In 1994, Fresno introduced a three-days-a-week watering schedule for lawns. Last summer the rule became more stringent: two days a week. Says Standriff, “It is possible to do.” But what would Leland Stanford say? —Karen Weise
In São Paulo, Only Five Months of Water Left
São Paulo
Photographs by Sebastián Liste | Video by Ana Terra Athayde
Almost a year ago, a severe water shortage drove a neighborhood near São Paulo to burn tires in protest. The governor of São Paulo state, dominated by Brazil’s biggest city, had to send in 20 trucks of potable water to cool the situation. But the crisis hasn’t ended. In February of this year, the Cantareira, one of six reservoir systems that supply the city of 21 million people, was down to just 6 percent of its 1.3 billion-cubic-meter capacity. Even after seasonal rains, the level is still precariously low. The city’s utility, Sabesp, has about five months’ worth of water for its clients. “We burned through our reserves,” says Samuel Barreto, a specialist for water security at the Nature Conservancy of Brazil. “We’re still trying to get out of the eye of the hurricane.”

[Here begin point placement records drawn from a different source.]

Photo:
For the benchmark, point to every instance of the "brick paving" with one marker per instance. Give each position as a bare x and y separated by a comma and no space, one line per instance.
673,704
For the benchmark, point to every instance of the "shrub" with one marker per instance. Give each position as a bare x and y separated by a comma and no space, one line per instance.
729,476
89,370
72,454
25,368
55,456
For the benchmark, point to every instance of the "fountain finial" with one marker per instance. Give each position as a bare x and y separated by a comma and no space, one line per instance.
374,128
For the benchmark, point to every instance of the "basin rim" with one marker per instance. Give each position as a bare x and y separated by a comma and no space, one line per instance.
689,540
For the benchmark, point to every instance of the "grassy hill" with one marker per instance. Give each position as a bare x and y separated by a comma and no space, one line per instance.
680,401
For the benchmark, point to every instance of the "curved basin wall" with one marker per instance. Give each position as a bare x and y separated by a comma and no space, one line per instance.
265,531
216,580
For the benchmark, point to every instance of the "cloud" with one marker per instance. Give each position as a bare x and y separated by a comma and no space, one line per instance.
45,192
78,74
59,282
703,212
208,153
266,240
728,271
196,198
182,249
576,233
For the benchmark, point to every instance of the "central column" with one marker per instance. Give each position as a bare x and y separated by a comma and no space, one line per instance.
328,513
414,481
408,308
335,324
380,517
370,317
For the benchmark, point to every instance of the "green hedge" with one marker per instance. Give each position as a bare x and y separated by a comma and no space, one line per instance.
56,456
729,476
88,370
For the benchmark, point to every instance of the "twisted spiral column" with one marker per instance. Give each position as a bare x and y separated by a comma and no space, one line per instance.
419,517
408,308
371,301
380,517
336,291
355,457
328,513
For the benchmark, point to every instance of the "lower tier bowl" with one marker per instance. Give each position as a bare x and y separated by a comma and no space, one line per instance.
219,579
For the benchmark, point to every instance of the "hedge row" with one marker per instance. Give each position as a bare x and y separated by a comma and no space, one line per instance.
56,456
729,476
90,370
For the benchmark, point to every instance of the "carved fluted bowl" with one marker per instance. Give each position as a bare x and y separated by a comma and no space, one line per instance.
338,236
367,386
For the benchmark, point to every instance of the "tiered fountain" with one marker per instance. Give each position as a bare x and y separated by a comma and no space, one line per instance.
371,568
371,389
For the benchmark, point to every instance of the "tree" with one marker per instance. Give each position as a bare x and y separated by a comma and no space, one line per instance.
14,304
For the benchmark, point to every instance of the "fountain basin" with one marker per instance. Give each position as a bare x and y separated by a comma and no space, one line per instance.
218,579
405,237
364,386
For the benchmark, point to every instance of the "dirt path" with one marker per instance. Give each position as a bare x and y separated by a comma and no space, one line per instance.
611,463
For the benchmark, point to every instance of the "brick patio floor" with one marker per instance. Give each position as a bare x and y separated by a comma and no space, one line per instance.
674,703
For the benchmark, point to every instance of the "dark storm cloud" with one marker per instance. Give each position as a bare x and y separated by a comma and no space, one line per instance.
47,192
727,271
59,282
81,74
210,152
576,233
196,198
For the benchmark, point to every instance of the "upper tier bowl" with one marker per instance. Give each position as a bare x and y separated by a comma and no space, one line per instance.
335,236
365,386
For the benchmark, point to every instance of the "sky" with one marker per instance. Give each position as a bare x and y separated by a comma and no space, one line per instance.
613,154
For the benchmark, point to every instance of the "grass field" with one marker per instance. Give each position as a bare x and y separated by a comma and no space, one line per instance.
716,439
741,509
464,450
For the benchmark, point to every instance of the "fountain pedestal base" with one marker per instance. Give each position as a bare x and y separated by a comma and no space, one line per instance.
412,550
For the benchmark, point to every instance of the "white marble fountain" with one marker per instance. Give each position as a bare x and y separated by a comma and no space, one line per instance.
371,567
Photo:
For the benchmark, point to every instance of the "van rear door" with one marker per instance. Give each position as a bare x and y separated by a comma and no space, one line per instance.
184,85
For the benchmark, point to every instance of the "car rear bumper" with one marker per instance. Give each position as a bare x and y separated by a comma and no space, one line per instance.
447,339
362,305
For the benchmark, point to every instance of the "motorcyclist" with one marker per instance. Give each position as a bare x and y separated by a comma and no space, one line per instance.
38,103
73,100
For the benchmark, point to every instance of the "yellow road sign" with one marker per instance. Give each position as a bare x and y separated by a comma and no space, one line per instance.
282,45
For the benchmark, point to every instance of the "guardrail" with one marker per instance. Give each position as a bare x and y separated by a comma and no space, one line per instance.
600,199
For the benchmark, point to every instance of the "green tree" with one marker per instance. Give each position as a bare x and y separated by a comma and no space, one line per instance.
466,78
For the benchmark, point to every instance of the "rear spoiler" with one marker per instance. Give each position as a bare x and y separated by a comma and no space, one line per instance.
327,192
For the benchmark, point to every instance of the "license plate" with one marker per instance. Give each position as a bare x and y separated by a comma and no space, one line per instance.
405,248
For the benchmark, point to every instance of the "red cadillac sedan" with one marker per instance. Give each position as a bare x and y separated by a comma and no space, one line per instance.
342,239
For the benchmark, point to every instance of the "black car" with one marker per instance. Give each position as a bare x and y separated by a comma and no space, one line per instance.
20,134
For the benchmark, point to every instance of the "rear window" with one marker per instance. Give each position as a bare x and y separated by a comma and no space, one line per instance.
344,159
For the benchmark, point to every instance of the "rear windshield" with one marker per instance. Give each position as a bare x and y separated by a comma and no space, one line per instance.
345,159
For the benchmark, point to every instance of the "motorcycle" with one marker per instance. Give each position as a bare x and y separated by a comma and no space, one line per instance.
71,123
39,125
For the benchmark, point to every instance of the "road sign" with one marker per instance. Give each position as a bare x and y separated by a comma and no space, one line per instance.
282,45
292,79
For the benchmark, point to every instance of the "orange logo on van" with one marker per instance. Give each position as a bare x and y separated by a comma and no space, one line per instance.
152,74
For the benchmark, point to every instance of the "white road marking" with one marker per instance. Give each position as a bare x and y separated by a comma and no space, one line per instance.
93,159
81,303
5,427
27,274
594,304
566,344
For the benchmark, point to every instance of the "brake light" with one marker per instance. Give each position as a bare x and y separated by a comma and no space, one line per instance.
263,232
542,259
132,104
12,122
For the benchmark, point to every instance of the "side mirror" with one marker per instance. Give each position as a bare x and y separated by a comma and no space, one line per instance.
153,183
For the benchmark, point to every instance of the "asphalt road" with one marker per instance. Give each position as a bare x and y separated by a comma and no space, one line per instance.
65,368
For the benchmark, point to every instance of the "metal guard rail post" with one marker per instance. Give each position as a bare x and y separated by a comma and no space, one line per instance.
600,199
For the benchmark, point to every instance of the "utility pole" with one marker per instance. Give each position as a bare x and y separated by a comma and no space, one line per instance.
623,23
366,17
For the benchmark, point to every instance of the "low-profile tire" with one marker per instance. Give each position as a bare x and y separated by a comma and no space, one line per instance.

Sabesp has tried to ration water by reducing pipe pressure, which has often left taps dry in hilltop homes and faraway slums. São Paulo governor Geraldo Alckmin has started work on twin 7-mile pipelines to siphon water from a richer and nearly full reservoir south of the city. That is not going to be enough of a solution if Sabesp does little with its existing infrastructure. Its old pipes are in disrepair; the utility loses 18.2 percent of its water each year to leakage. Another 10 percent is lost to theft: fraudulent water meters, siphoning, and illegal connections that channel supplies to São Paulo’s squatter villages and the 2 million people who live there.
As it accelerates its infrastructure investment, Sabesp is both cutting back on some operations and planning to raise water prices. The utility is slashing by half spending on sewage collection and treatment, and seeking a third rate hike this year. All this comes at an already painful time: Brazil is facing its biggest economic contraction in 25 years.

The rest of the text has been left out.